Jeannie Messer shows how to maximise your return with a high interest savings account.
Happy new decade! If you were part of the credit binge that ended in the global financial crisis, say goodbye to living beyond your means and kick-start 2010 with a high interest savings account. Financial institutions hungry for retail deposits, are using savings accounts as bait, sweetening the hook with interest rates topping 5.6 percent p.a. – comfortably above the current cash rate.
With a mountain of products available, it isn’t easy choosing the best savings account for you. Here’s a simple guide to help maximise your return.
1. Know your product
Online savings accounts generally offer higher interest rates than traditional accounts. Funds are managed over the internet with no branch access.

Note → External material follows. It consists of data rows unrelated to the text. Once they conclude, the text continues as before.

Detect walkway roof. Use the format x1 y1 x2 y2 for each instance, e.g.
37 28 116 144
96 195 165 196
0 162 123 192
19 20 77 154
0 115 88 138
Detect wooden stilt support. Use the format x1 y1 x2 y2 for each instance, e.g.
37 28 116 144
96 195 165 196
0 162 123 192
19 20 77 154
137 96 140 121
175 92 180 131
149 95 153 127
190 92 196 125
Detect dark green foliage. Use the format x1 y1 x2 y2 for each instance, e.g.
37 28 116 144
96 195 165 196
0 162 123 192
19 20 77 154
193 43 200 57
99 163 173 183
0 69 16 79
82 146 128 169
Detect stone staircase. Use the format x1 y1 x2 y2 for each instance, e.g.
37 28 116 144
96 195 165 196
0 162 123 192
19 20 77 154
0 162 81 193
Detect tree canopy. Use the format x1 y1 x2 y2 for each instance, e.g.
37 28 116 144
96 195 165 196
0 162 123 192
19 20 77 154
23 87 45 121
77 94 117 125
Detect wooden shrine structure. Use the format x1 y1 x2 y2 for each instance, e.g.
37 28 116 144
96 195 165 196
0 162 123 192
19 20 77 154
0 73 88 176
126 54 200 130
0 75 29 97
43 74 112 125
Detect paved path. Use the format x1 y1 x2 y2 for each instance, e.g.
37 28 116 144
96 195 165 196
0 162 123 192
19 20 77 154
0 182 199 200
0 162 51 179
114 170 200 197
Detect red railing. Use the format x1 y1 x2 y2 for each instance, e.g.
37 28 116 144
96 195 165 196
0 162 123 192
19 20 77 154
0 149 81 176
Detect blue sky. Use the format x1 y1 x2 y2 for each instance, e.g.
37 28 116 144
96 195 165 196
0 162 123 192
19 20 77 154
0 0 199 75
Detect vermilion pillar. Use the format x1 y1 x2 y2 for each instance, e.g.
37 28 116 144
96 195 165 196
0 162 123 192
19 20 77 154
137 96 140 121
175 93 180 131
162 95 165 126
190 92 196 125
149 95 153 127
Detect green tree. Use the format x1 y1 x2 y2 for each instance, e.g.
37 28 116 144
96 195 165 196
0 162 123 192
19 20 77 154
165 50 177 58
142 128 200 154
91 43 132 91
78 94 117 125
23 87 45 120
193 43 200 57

Bonus saver accounts offer incentives for regular deposits and penalties for withdrawing money – a good option if you struggle with a savings plan.
Term deposits can help you earn the top rate of interest and stop you whittling away your cash. The minimum deposit is usually $5,000.
Cash management accounts often require a higher opening balance, but offer better interest rates than everyday accounts with the flexibility of phone, branch and internet access.
2. Know your needs
Be realistic when considering the features you want. If you make a lot of transactions, you might want to consider paying a monthly fee to maximize your free transactions. Some banks waive monthly fees if you deposit a certain amount each month – helping you get the most out of your salary. And while term deposits offer a low-risk return at the end of the investment period, if you need to access your account early, you risk high penalties and exit fees.
3. Shop around
Competition for the deposit dollar is hotting up. For example, Bankwest recently launched a zero-fee transaction account, while ANZ offers cash prizes to women savers through its ‘Febusave’ initiative. But remember, look beyond headline-grabbing rates and gimmicks for the best combination of rates, fees, features and access. Some advertised rates are only valid for a limited period, reverting to much lower rates, while conditions such as minimum balances and limits on withdrawals could negate higher monthly rates, particularly in online savings accounts. So before committing any money, read the terms and conditions carefully.
But if you’re prepared to follow these rules and adopt a more disciplined approach to saving, instead of paying interest you’ll start reaping dividends and discover that a penny saved really is a penny earned.